Although I favor the NOT EXISTS too, I am afraid that this would yield exactly the same plan.
Lucas about 11 years

@wildplasser I cant speak to postgresql, but in db2, i got drastically increased performance using EXISTS... Also, here is an answer pertaining to sql server to the same effect: stackoverflow.com/a/2065403/516433
Lucas about 11 years

@wildplasser, though checking out your profile, you appear much more qualified than I when it comes to postgresql :)
wildplasser about 11 years

I know. (remember: I am a fan of NOT EISTS, too!) not exists is a primitive, and older plan-generators used to have problems with the duplicate (and NULL) removal of IN(), often forcing an extra sort-pass for the results of the subquery. The hash-thing solves it all, once the subquery can be detected, analysed and merged. BTW: I am not more qualified. I tend to go by may intuition. As if I were qualified ...
Erwin Brandstetter about 11 years

@wildplasser: I ran some tests. The plans for NOT EXISTS and NOT IN were never the same. But NOT IN is actually faster for checking the "1" side of a 1:n relation. I wrote more in my updated answer.
miloxe about 11 years

Thank you for your efforts, I used your delete but I added the range into the other select as well as without it it was too slow.
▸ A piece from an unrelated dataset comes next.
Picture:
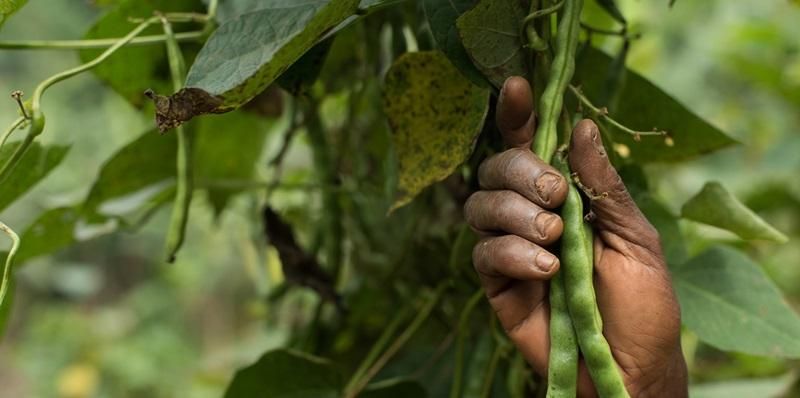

You may find my comments in my edited question.
miloxe about 11 years

Thanks for your answer, I compared NOT EXISTS ans NOT IN and NOT EXISTS was slower for my data set. You can find my results in my edited question.
miloxe about 11 years

Thanks for you efforts, I think I was looking for DELETE with USING but in time when you posted your answer I had the data deleted already. See my results in my edited original question.
wildplasser about 11 years

You're welcome. This whole exercise is more or less intended for future readers. But it inspired by my hidden agenda: IN(subquery) is inferior to Not EXISTS (correlated subquery) As we speak, I am testing with 300K records, but the run-in is rather slow... BTW: I think that my test-rig is less specific: yours will delete about 1/16 of the rows, mine zero. (the distribution/sparseness of the affected (foreign) keys can also be a factor)
wildplasser about 11 years

Wel, thanks. but: 1) it is about Oracle. 2) it is 13 years old. 3) It is not true. 4) check the output of EXPLAIN (ANALYZE); NOT EXISTS() is mostly transformed into an anti-join, which will use indexes when appropiate, and a hashtable (given enough work_mem)
Erwin Brandstetter about 11 years

Right, repeat the condition in the NOT IN subquery. I tried with NOT EXISTS first, where it wouldn't help. Didn't think to optimize NOT IN later.
miloxe about 11 years

@wildplasser is 32MB of work_mem enough? Or maybe even better, if it's not too much to ask, maybe you could have a look at the postgres configuration in my post an make some suggestions?
wildplasser about 11 years

It is not about being enough, it is about seducing the optimiser into different behaviours. WRT configuration: I am missing random_page_cost . Lowering it often changes query plans dramatically, for example by favouring index scans.
miloxe about 11 years

@wildplasser #random_page_cost = 4.0 I guess the default value 4.0 is used.
wildplasser about 11 years

Setting random_page_cost lower (~ 1.5) is a way to seduce the planner to use indexes. Please not that using indexes can cause more pages to be fetched; this depends on the distribution/spread of your keys and the fraction of rows that the planner thinks you intend to hit.
tsionyx about 7 years

I get much faster result by using intermediate table: CREATE TABLE _del_ids AS SELECT o2.id FROM one o2 LEFT JOIN two t ON t.one_id = o2.id WHERE t.one_id IS NULL; DELETE FROM one o USING(SELECT o2.id FROM one o2 JOIN _del_ids t ON t.id=o.id) sq WHERE sq.id = o.id; DROP TABLE _del_ids;